As with any force capable of this much economic impact, there are collateral effects. Consumers have raised concerns that they are spooked by how we are using their data. Even if it means exposure to more relevant content, consumers are wary of their identity and information being passed around the internet to be used by brands to push products. A global effort to reform how companies collect and use what they know about consumers has resulted in new regulations and increasing limitations put on the use of third-party data.
Publishers want to respect consumers’ privacy but enabling marketers to surgically target potential customers is an effective way to monetize their platforms. As for marketers, granular measurement of media performance provides invaluable insight for future investment decisions. It presents a significant challenge to balance the needs of all parties involved.
Studying the dynamics of this privacy versus performance dilemma, some interesting observations can be made to reveal a potential way forward. Studies show that consumers accept the value exchange in being served personalized advertising when they are on the publisher’s platform, consuming the publisher’s content, just not anywhere else on the internet. By corollary, publishers have permission to target the consumer on their owned and operated properties, based on signals they have gathered through the use of their site (first-party data).
Marketers generally make investment decisions at the audience cohort, tactic and ad set level, not really at the consumer-level.
User-level measurement is not actually necessary to gain an accurate insight into media performance and make informed decisions about budget allocation. A look at how search bidding platforms have operated for the past 20 years or how Facebook buying platforms operate today reveals the potential to obtain the elusive balance between privacy, targeting and performance measurement.

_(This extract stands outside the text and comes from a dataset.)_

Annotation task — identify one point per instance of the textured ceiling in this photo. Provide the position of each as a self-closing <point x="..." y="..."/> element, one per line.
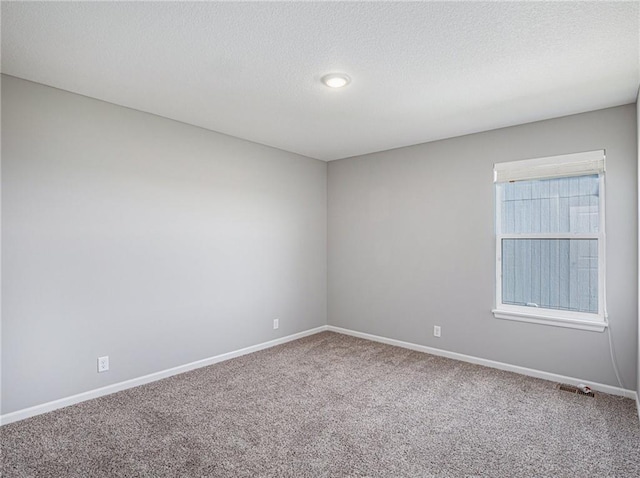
<point x="420" y="71"/>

Reverting Back to First-Party Reporting
In the late 90s, it was relatively easy to correlate referral traffic to downstream site events. At a time when e-commerce was brand new to the human experience and barely anyone was clicking on referring links, attributing a particular ad to a purchase served as an exclusive beacon of consumer intent and incrementality. They saw an ad, they clicked, they bought something.
Fast forward 20 years and consumers are online all the time, across multiple media platforms, and they are being served ads for the same products on Facebook, YouTube, TV, search and elsewhere. Today, publishers still provide reports that correlate ad exposure to resulting consumer behavior, but the insight is limited to a single platform. It can tell you whether your targeting is working, but due to the number of additional places consumers may have encountered your ads, it does not reveal which media is working or the incremental contribution to business outcomes.

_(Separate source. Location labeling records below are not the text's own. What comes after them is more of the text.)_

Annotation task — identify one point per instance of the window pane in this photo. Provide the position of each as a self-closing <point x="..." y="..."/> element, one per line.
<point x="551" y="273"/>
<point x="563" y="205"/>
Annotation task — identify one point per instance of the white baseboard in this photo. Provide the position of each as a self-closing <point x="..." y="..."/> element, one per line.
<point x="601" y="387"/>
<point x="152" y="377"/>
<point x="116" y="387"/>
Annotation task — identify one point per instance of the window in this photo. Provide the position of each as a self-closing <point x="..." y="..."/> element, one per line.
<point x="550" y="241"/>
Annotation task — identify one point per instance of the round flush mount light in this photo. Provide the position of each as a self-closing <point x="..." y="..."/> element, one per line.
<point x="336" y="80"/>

In order to optimize media investments, marketers need to know how much each media tactic is contributing to results and how much is being wasted on that audience. That is the incrementality problem. On their own, individual reports from publishers are most useful for targeting optimization but combined with controlled experiments they can reveal accurate insight into causality and incrementality – arming marketers with the data to make informed decisions, based on science.
By using targeting parameters available within publisher platforms to configure ad campaigns that serve a control treatment and a campaign treatment to similar audiences, publisher tracking and reporting can tell us the conversion rates for both the control audience and the campaign audience. The difference in those conversion rates can be interpreted as incrementality and gives the marketer accurate data to determine how to increase performance or eliminate waste on that platform.
Because each publisher platform differs in functionality, reporting and available data, the ideal approach to setting up experiments varies between Facebook, Search, Shopping, YouTube, Retargeting, OTT and so on. Once experiment designs have been refined for each platform, controlled experiments can also be run across multiple channels to extract differential performance data at campaign and audience-levels, providing the additional granular insights needed for campaign planning decisions.
Optimizing Performance While Protecting Privacy
When consumers visit and engage with content on a publisher’s properties they are establishing and consenting to a first-party relationship with that publisher. First-party publisher device graphs also happen to be the most effective mechanism for attributing conversions, and they don’t require any cookie syncing or sharing identity with third parties. It is what publishers have always done, attribution measurement on their own inventory.
Combined with strategically designed and scientifically sound experimentation, long-established first-party publisher reporting can be the new answer to an ideal balance between publisher, marketer and consumer interests.